Just then we eased up to the Omaha docks, and Uncle Seth answered Ma's question by deciding to get us off the boat.

“Let's get this wagon off the boat,” he said. “Sherman, you take charge of the extra mules. October's a fine time of year to be traveling on the Platte. If we travel steady I believe we can make the new forts by Christmas.”

In only minutes we had the wagon and the livestock unloaded. Father Villy helped, plodding through the mud barefooted. Charlie planned to sell his canoe and buy a horse—he said he would meet us by nightfall.

When it came time to say good-bye to Aunt
Rosie, she cried, Ma cried, we children cried, baby Marcy cried, and the boatmen cried, even though she wasn't leaving
them.
With so many of us crying the boatmen couldn't keep from joining in.

But Ma and Aunt Rosie hugged one another the longest—you could see that it was a pain for the sisters to part.

Finally Ma crawled up onto the wagon seat, clucked to the mules, and we were all soon slogging through the Omaha mud. Aunt Rosie waved and waved, and we all waved back. When we went over the first hill Aunt Rosie was talking to Joel—they were both just dots on the river.

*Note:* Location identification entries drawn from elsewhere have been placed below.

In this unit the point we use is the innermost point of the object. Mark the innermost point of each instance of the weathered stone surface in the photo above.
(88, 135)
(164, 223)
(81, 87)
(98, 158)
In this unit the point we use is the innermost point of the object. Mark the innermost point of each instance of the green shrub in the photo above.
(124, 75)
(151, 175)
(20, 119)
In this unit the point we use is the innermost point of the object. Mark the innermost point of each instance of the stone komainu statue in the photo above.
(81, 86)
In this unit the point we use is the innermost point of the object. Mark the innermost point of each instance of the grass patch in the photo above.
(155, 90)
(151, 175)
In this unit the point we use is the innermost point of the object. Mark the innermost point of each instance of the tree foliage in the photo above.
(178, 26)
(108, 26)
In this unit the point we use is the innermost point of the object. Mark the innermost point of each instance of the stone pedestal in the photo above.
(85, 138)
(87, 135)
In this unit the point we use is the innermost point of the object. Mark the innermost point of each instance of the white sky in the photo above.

Neva and I would have liked to spend some time in Omaha—we had never seen brick buildings before, and Omaha had plenty of them. G.T. was sulking for some reason. We did stop at a big general store long enough to get a few supplies and replace some of the utensils that had washed overboard. Uncle Seth bought G.T. and I good strong hunting knives—he said we would need them soon. Neva got a new bonnet, and we were each allowed a piece of sticky molasses candy. Uncle Seth wanted to buy Ma a lace shawl, but she just looked at him funny and said: “Lace? You want to buy me lace, when we're going into the wilderness? A suit of armor would be more useful.”

“Well, there'll be balls and such,” Uncle Seth said. I think his feelings were a little hurt by her refusal.

“Remember how you used to shine at balls, Mary Margaret?” he said.

I guess Ma did remember—she softened to him a little, when he said that.

“I was a girl then,” she said. “It's been such a while since I was a girl, Seth.”

“It don't mean you can't still shine,” Uncle Seth said—but he didn't buy the shawl. Instead he bought several sacks, which puzzled me, because we didn't have anything to put in them.

Charlie Seven Days caught up with us just before sundown, which was a relief to Ma—she had come to put a lot of trust in Charlie's judgment. The little sorrel horse he had bought wasn't much taller than a big dog. This amused Uncle Seth no end.

“My God, Charlie, that horse ain't big enough to fart,” he said.